There are alternatives that could have been
discussed: Some education reformers insist that student portfolios
are a better basis for assessing student learning than standardized
tests, and researchers using ethnographic methods sometimes come up
with insights that we do not find in standard statistically based
research. It would have been worth evaluating these.
This book could have gone deeper into the kind
of research that NCLB and other
legislation require, how the legislative
language on required research and assessment was derived, how it is
being interpreted and specified by the federal agencies, and the
specific weaknesses in the research that passes administrative
muster. Catherine Cornbleth lists the recent legislative provisions
that call for scientific evaluation and assessment. But this line
is not pursued further, by her or by any other contributor. A book
on the dependence in reform legislation on specified research
models could have been helpful; unfortunately, the hostility among
the contributors to both current scientific research and current
policy proposals prevents this from being that book.
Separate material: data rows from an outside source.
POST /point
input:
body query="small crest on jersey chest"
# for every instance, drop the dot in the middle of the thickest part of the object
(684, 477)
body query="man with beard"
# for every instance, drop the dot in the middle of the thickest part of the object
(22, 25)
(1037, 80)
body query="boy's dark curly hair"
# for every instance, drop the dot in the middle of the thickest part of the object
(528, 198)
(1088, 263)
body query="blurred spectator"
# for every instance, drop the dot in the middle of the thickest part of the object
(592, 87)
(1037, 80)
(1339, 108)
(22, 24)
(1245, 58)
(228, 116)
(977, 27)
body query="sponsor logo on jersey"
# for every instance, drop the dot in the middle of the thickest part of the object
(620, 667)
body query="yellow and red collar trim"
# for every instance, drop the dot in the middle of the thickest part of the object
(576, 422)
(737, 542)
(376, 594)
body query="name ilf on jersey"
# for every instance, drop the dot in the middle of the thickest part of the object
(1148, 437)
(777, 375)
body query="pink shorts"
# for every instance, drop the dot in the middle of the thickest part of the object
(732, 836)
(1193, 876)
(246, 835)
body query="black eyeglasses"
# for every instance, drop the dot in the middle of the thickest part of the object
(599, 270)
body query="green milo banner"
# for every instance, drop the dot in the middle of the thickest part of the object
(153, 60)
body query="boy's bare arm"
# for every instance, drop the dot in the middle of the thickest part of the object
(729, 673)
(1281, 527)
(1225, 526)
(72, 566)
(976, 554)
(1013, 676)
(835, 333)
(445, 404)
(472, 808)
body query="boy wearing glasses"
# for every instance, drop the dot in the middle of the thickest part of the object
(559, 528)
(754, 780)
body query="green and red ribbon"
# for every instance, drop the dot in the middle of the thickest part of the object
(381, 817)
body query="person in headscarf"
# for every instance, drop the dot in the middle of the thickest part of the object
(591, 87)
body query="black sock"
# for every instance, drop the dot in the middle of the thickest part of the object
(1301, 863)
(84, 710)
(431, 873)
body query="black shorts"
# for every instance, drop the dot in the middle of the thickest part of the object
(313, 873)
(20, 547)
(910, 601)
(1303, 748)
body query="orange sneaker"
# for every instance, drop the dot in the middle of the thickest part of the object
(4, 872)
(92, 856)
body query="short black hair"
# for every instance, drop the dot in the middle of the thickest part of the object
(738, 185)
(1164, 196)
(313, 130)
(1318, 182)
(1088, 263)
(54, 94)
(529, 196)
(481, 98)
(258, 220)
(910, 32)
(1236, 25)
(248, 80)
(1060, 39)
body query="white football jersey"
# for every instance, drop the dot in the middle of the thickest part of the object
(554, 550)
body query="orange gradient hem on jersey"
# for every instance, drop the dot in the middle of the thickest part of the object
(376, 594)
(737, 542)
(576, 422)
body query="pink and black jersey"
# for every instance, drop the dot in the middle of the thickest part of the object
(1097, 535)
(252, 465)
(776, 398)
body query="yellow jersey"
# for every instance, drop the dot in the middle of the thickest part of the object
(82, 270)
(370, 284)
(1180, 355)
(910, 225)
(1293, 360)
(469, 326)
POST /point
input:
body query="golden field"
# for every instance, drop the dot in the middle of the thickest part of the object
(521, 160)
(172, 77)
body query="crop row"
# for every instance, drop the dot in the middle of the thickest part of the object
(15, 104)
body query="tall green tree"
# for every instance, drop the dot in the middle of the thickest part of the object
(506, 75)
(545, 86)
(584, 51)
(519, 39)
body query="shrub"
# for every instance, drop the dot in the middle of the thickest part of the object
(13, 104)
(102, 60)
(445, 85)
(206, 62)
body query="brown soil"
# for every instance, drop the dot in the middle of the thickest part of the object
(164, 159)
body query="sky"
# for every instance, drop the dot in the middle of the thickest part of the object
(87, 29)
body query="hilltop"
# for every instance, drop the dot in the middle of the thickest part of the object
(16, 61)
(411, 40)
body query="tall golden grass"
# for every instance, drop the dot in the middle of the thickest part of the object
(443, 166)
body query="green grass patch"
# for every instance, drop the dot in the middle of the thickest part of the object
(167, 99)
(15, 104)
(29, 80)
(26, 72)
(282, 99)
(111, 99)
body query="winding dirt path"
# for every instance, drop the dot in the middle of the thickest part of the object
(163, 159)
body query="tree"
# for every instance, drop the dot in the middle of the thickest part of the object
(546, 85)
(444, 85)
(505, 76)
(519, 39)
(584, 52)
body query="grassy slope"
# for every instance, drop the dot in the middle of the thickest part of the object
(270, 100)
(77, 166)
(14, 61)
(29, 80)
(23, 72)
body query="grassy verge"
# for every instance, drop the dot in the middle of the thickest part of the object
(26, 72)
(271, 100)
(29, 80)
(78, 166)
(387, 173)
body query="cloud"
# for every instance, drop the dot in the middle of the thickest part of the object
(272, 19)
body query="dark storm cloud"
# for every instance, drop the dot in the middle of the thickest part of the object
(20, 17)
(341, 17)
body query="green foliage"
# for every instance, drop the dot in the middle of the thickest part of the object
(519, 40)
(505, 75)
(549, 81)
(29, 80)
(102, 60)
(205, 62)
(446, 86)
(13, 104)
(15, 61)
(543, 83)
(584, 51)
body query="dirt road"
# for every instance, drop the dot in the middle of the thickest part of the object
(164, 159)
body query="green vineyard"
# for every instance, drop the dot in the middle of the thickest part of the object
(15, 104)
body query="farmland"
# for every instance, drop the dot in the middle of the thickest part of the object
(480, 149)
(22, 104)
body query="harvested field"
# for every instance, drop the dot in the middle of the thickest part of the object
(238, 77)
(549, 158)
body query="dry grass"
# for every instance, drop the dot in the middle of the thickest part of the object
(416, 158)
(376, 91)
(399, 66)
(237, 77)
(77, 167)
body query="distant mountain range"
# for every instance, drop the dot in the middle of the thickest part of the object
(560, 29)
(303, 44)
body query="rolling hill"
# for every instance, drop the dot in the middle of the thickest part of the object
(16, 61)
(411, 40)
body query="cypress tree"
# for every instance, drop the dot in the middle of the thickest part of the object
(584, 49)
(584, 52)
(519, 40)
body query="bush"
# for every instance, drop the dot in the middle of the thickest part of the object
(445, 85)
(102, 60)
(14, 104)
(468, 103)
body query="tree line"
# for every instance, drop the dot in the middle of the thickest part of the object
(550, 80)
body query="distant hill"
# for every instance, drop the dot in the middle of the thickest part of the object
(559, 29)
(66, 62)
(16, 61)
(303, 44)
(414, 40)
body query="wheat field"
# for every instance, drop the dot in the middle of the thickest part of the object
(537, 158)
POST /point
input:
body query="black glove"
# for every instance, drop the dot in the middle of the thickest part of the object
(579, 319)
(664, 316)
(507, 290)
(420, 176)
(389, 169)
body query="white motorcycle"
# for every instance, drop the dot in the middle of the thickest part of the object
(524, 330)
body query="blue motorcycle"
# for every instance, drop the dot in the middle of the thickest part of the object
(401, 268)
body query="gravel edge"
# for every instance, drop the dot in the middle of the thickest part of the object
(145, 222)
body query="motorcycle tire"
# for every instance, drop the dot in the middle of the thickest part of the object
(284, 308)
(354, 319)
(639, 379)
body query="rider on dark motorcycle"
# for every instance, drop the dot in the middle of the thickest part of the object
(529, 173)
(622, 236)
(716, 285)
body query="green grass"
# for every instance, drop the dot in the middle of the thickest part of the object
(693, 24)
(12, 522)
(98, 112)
One wonders how widespread this suspicion of
research of high scientific standards is among the members of AERA.
Not very, one thinks: otherwise, they couldn’t fill their
journals. And yet this volume and its publication by Teachers
College Press suggest that the wave of “critical
theory,” which breeds an unhealthy disrespect for the best in
scientific research and has for some decades now infected to
various degrees all academic fields, is well established in the
world of education.
Nathan Glazer is professor of education
and sociology emeritus at Harvard University.